DeVos: Listening to Mom |

DeVos: Listening to Mom

Jon DeVos
Staff Photo |

Two thousand years ago some adventurous Chinese chef was seeking out exotic flavors and enticing spices. He harvested crystals that he grew out of bat manure and gathered a little sulfur for color and a little charcoal to subdue the odor.

He looked up from his labors to see his despicable neighbor checking his mail. After he’d gone back inside, the chef thought to himself, “I could so blow up his mailbox if only I had a … a … well, if I had some, I’d call them fireworks!” So he took his piles of spices, which were actually the raw ingredients of gunpowder, along with a mortar and pestle out to his front porch where he blew himself completely off the pages of history.

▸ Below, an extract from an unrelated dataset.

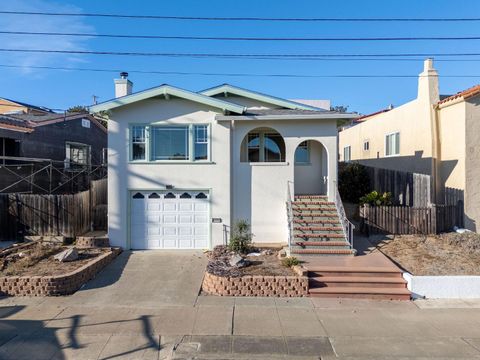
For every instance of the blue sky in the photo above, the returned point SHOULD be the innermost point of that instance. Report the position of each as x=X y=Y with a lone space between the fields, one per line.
x=61 y=89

Still, even after the invention of gunpowder, it took over 600 years to figure out how to shoot someone. Early pistols were simple brass tubes, closed on one end with a wooden handle. The open end was stuffed with gunpowder and a lead ball and pointed towards one’s foe while holding a candle under the barrel. Supposedly the intended victim just stood there with a puzzled look until the thing exploded, occasionally taking off the arm of the shooter in the process. Once in a while somebody would get winged with a lead slug. It didn’t start as an exact science.

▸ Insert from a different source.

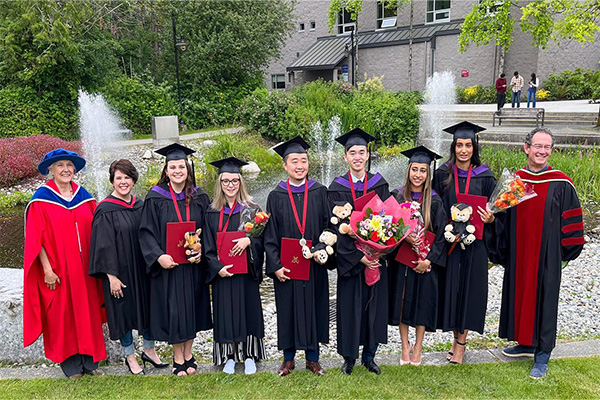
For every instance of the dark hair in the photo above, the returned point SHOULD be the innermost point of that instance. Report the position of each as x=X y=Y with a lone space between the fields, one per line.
x=126 y=167
x=189 y=181
x=475 y=160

Meanwhile, advances in fireworks consisted merely of bigger and bigger bangs, but then Marco Polo brought home some fireworks just as Italy was in the throes of the Renaissance. In their artisan hands, fireworks took on colors and aerial bursts but the displays were for royalty only, the hoi polloi weren’t invited.

But by the 1730s public fireworks displays were common throughout Europe and the British Isles, finding their way to the colonies where they were used to commemorate and entertain the crowds at public functions.

Few dates in America compare to July 4, 1776, which is not the date that the Declaration was signed; it was not signed until later in August, but July 4 was the date the document bore.

For decades after its signing, the Declaration was bitterly debated by the political parties of the time. Federalists thought the document was too French and anti-British, while Democratic-Republicans embraced the document as it stood. Unlike today the argument did not wind up in the Supreme Court.

Britain, still stewing over the loss of the colonies, took to impressing American seamen into British service, one of the many causes of the War of 1812 as England tried to exert claims on Canada and Maine. The Brits managed to burn down the Capitol, along with most of Washington, D.C., before being pushed back across the Atlantic a second time.

The War of 1812 inspired “The Star Spangled Banner” and renewed the pride in the American spirit. The Federalist Party fell apart and copies of the Declaration began to be published and circulated again with the date of July 4, 1776.

The Fourth of July was cemented into American heritage when both Thomas Jefferson and John Adams died on July 4 1826, exactly 50 years after the date was first affixed to the Declaration. In 1870 it was officially recognized as a national holiday.

So fast forward to Keith Moon, drummer for the rock band, the Who. Moon always travelled with several hundred cherry bombs and used them to blow up toilets everywhere the band stayed while on tour. Consequently the Who got thrown out of almost every hotel they ever stayed at. Eventually they were banned world-wide by every brand of Hilton, Sheraton and Holiday Inn, not to mention the entire city of Flint, Mich.

Just so you know how tomorrow will turn out if we hold to past averages, American displays will light the fuse on over 400,000 pounds of fireworks. Two hundred people will wind up in emergency rooms, 34 of them with bad hand burns from sparklers. Sadly, four people will extinguish their own fuses with illegal or homemade fireworks.

Another thing to remember tomorrow and throughout July is that fireworks terrify both wildlife and our domestic pets; they are a significant source of wildfires; and anything that explodes or leaves the ground is illegal.

Surely your mother taught you not to play with matches?